I'm fairly convinced its the hobby for me so am considering an upgrade. How much should I prepare myself to pay for a good quiet compressor and what are your suggestions?

Thanking you all in advance, James.

Share this post


Link to post
Share on other sites

It depends on what you want from your compressor.

What pressure range are you using, how long are you using the compressor for in a normal session.

And your approximate budget.

Compressors, like anything that is engineered the price range and specs are very wide.

As an example, If you are after lowish pressure, 20-30psi and are using the compressor for short periods, I would look at something like the Iwata sprint jet, or our version from the same factory the little-jet ( http://www.modellingtools.co.uk/little-jet-compressor-3441-p.asp ) .

Share this post


Link to post
Share on other sites

It'll be in the low range, I haven't had mine above 20 yet, and I'm only doing 48th scale aircraft kits so its not going to be running for extended periods, mostly short bursts.

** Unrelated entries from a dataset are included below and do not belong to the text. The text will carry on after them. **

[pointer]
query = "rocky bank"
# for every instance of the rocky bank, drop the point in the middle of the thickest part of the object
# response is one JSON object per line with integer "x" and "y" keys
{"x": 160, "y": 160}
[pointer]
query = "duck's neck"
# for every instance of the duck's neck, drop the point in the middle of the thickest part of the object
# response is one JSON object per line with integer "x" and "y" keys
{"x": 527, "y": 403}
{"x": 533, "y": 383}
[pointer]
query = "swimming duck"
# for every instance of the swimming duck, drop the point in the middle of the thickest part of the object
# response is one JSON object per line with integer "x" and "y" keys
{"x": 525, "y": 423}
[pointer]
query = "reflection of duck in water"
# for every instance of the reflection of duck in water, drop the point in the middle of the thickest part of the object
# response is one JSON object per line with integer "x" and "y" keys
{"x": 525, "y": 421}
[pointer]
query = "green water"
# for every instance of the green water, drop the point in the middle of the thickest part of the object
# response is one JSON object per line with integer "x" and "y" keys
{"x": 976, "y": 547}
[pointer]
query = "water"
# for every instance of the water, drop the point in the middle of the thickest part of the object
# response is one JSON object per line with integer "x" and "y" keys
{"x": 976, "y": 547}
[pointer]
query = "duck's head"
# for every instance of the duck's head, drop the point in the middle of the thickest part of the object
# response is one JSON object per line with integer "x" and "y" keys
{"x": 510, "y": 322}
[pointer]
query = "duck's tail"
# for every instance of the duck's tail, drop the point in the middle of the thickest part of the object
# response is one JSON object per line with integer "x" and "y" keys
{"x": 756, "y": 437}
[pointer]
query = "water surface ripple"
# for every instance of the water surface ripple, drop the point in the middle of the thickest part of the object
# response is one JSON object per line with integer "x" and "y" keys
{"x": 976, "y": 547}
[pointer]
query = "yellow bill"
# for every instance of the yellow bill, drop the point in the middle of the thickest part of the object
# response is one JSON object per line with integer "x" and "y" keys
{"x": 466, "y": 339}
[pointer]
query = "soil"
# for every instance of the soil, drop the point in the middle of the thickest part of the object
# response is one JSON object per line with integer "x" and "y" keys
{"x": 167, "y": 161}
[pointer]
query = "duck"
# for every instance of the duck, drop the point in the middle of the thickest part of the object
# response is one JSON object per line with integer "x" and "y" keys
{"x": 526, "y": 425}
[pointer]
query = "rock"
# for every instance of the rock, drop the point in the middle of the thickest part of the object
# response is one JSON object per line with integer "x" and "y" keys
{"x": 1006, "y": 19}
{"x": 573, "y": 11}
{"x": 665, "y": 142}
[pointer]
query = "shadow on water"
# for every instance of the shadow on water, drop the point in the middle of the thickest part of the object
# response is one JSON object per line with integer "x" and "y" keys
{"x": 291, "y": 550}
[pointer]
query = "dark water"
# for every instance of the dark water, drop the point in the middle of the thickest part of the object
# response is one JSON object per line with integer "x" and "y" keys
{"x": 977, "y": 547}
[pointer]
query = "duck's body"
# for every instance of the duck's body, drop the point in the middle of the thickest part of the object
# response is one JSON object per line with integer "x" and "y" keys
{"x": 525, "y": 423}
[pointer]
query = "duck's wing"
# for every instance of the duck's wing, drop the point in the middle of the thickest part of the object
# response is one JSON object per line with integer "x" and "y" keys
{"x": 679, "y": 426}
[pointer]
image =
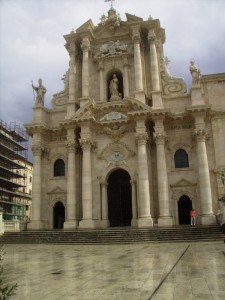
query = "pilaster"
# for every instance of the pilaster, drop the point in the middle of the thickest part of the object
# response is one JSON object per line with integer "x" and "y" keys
{"x": 139, "y": 93}
{"x": 71, "y": 220}
{"x": 144, "y": 214}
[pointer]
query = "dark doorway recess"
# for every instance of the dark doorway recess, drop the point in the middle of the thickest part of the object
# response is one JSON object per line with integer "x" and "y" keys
{"x": 59, "y": 215}
{"x": 119, "y": 198}
{"x": 184, "y": 208}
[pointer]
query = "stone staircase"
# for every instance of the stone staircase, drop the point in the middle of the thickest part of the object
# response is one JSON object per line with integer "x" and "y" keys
{"x": 124, "y": 235}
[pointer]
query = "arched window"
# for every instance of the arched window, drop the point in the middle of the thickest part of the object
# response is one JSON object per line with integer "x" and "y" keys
{"x": 181, "y": 159}
{"x": 59, "y": 168}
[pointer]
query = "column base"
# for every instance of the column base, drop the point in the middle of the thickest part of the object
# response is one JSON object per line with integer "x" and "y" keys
{"x": 140, "y": 95}
{"x": 165, "y": 221}
{"x": 36, "y": 225}
{"x": 104, "y": 223}
{"x": 208, "y": 220}
{"x": 145, "y": 222}
{"x": 87, "y": 224}
{"x": 157, "y": 102}
{"x": 134, "y": 223}
{"x": 83, "y": 101}
{"x": 71, "y": 224}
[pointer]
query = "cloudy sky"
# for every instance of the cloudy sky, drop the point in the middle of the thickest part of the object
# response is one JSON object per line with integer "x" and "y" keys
{"x": 32, "y": 43}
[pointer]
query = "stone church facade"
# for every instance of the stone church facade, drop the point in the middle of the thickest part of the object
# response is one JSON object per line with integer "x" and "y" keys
{"x": 125, "y": 144}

My biggest gripe with my current setup is the noise, I dont feel like I'm able to airbrush too late into the evening, so it would be nice to have something quieter.

Share this post


Link to post
Share on other sites

Get one with a tank, and a decent size one, that way the compressor will only run to top up the tank.

Depends when your spraying though, I have a Sparmax twin and although not that noisy, it probably would sound a lot worse in the middle of the night when everyone is at sleep.

The silent fridge type ones would be the best,if that's when you do most of you spraying, but then it depends on your budget.

As the saying go's you get what you pay for.

Share this post


Link to post
Share on other sites

Colin unless you go for a compressor with a fridge type compressor they are all within the same band noise wise. Very approx 50 odd decibels.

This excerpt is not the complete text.